The crystal structure of human TLR4/MD-2/Ra-LPS complex  has been reported and may interact with berberine since it has a large hydrophobic surface, which is likely to compete with LPS in binding to its specific TLR4/MD-2 receptor, thus blocking the LPS/TLR4 signaling. Based on the previous in vitro and animal work, and on our hypothesis that berberine may block the LPS signaling by binding to the TLR4/MD-2 receptor, berberine may present alleviative effects on LPS-induced disease states.

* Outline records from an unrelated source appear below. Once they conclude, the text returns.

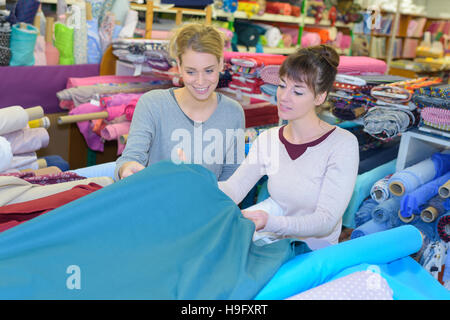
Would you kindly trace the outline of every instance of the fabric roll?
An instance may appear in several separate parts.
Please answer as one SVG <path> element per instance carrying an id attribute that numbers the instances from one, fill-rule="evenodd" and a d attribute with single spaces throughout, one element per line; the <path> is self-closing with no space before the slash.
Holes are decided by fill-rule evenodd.
<path id="1" fill-rule="evenodd" d="M 431 158 L 396 172 L 389 179 L 389 190 L 392 194 L 402 196 L 423 185 L 436 176 L 436 168 Z"/>
<path id="2" fill-rule="evenodd" d="M 128 10 L 122 30 L 118 35 L 119 39 L 134 38 L 134 30 L 138 23 L 139 14 L 136 10 Z"/>
<path id="3" fill-rule="evenodd" d="M 14 155 L 46 148 L 50 140 L 45 128 L 24 128 L 5 134 L 4 137 L 11 144 L 11 151 Z"/>
<path id="4" fill-rule="evenodd" d="M 350 235 L 350 239 L 356 239 L 359 237 L 364 237 L 368 234 L 385 231 L 388 230 L 389 226 L 387 222 L 375 222 L 373 219 L 365 222 L 364 224 L 360 225 L 356 229 L 352 231 L 352 234 Z"/>
<path id="5" fill-rule="evenodd" d="M 359 207 L 358 211 L 355 213 L 356 228 L 372 219 L 372 211 L 377 205 L 378 202 L 370 198 L 361 204 L 361 207 Z"/>
<path id="6" fill-rule="evenodd" d="M 37 36 L 38 29 L 30 24 L 18 23 L 12 26 L 10 66 L 34 65 L 34 47 Z"/>
<path id="7" fill-rule="evenodd" d="M 431 223 L 448 210 L 450 210 L 450 199 L 437 195 L 428 201 L 426 208 L 420 212 L 420 218 L 424 222 Z"/>
<path id="8" fill-rule="evenodd" d="M 439 187 L 450 179 L 450 172 L 441 177 L 431 180 L 415 190 L 405 194 L 400 204 L 400 214 L 404 218 L 409 218 L 413 214 L 420 215 L 421 210 L 427 202 L 438 194 Z"/>
<path id="9" fill-rule="evenodd" d="M 21 130 L 28 124 L 28 113 L 21 106 L 0 109 L 0 135 Z"/>
<path id="10" fill-rule="evenodd" d="M 450 180 L 440 186 L 438 192 L 442 198 L 450 197 Z"/>
<path id="11" fill-rule="evenodd" d="M 370 197 L 376 202 L 380 203 L 389 199 L 389 179 L 392 175 L 388 175 L 383 179 L 378 180 L 370 189 Z"/>
<path id="12" fill-rule="evenodd" d="M 123 134 L 130 131 L 131 121 L 123 121 L 106 125 L 100 132 L 100 135 L 105 140 L 118 140 Z"/>
<path id="13" fill-rule="evenodd" d="M 39 169 L 36 152 L 27 152 L 13 155 L 9 169 Z"/>
<path id="14" fill-rule="evenodd" d="M 390 228 L 398 227 L 402 224 L 398 217 L 399 209 L 400 198 L 391 197 L 373 209 L 372 219 L 376 223 L 387 223 Z"/>
<path id="15" fill-rule="evenodd" d="M 70 6 L 71 15 L 67 25 L 73 28 L 73 56 L 75 64 L 86 64 L 87 59 L 87 22 L 85 1 L 75 1 Z"/>
<path id="16" fill-rule="evenodd" d="M 72 65 L 75 63 L 73 55 L 73 33 L 72 27 L 56 22 L 55 28 L 55 47 L 59 52 L 60 65 Z"/>
<path id="17" fill-rule="evenodd" d="M 47 162 L 48 167 L 58 167 L 61 171 L 69 170 L 69 163 L 64 160 L 61 156 L 58 155 L 50 155 L 45 156 L 43 159 Z"/>
<path id="18" fill-rule="evenodd" d="M 438 219 L 437 232 L 441 240 L 450 241 L 450 211 Z"/>
<path id="19" fill-rule="evenodd" d="M 12 157 L 11 144 L 4 137 L 0 136 L 0 172 L 10 167 Z"/>
<path id="20" fill-rule="evenodd" d="M 34 46 L 34 65 L 47 65 L 47 57 L 45 55 L 45 38 L 41 35 L 37 36 L 36 45 Z"/>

In the present study, we first confirmed the anti-bacterial effect. Afterward, we investigated the therapeutic effects of berberine on LPS-induced diseases, thereby providing the evidence supporting the need for the study of anti-endotoxin mechanism. Furthermore, we explored the molecular mechanisms of the action of berberine.
Berberine was provided by Liaoning University of Traditional Chinese Medicine. Endotoxin was provided by National Institutes for Food and Drug Control. (titer: 9000 EU/amp).
Wild type S.typhimurium LT2 was purchased from ATCC (Catalog number: 15277). LT2 was grown in Luria-Bertani (LB) medium at 37°C with shaking at 200 rpm. When appropriate, the medium was supplemented with 10 μg of tetracycline per ml medium or 10 μg of chloramphenicol.
Cell culture and treatment
Murine macrophage-like cells (RAW264.7) were purchased from ATCC and cultured in Dulbecco’s modified Eagle’s medium (Mediatech Inc., Herndon, VA, USA) supplemented with 100 μg/ml of penicillin/streptomycin and 10% heat-inactivated fetal bovine serum (Gibco, FBS), in a humidified atmosphere of 5% CO2 at 37°C, until reaching 80% confluency. The medium was changed every 3 days. These cells were divided into four treatment groups.
Animals and experimental procedures
Balb/c mice(4-6 weeks, weighing 21-23 g)and albino rabbits(weighing 1.5-2.5 kg) were provided by animals’ raising house of Shenyang Medical College (Certificate of Conformity: Liao  No. 022). The experimental animals were housed separately at room temperature (20 ± 2)°C, humidity 55%-60%. They were provided a standard laboratory diet and water ad libitum. Before the experiments, we measured the body temperature of the rabbits twice a day for three consecutive days. The rabbits which temperature range from 38.6°C to 39.5°C, and which temperature fluctuation range less than 0.3°C were selected. All of the experimental procedures were carried out in accordance with the NIH Guidelines for the Care and Use of Laboratory Animals. The animal experiments were approved by the Institutional Animal Care and Use Committee of the Peking University.
The establishment of LT2-infected Balb/c mice model—All the Balb/C mice challenged via the oral administration with 7.6 × 105 CFU LT2 by blunt-tipped gauge needle were divided into five groups. Each mice in berberine group was inoculated orally with 0.5 ml LB broth in the presence of berberine with different final concentrations (10, 20, 30, 40 mg/kg) for 7 consecutive day. While the mice in non-treatment group inoculated orally with 0.5 ml LB broth for consecutive 7 days was set as control. The survival of mice in each group was assessed once a day for 8 consecutive days.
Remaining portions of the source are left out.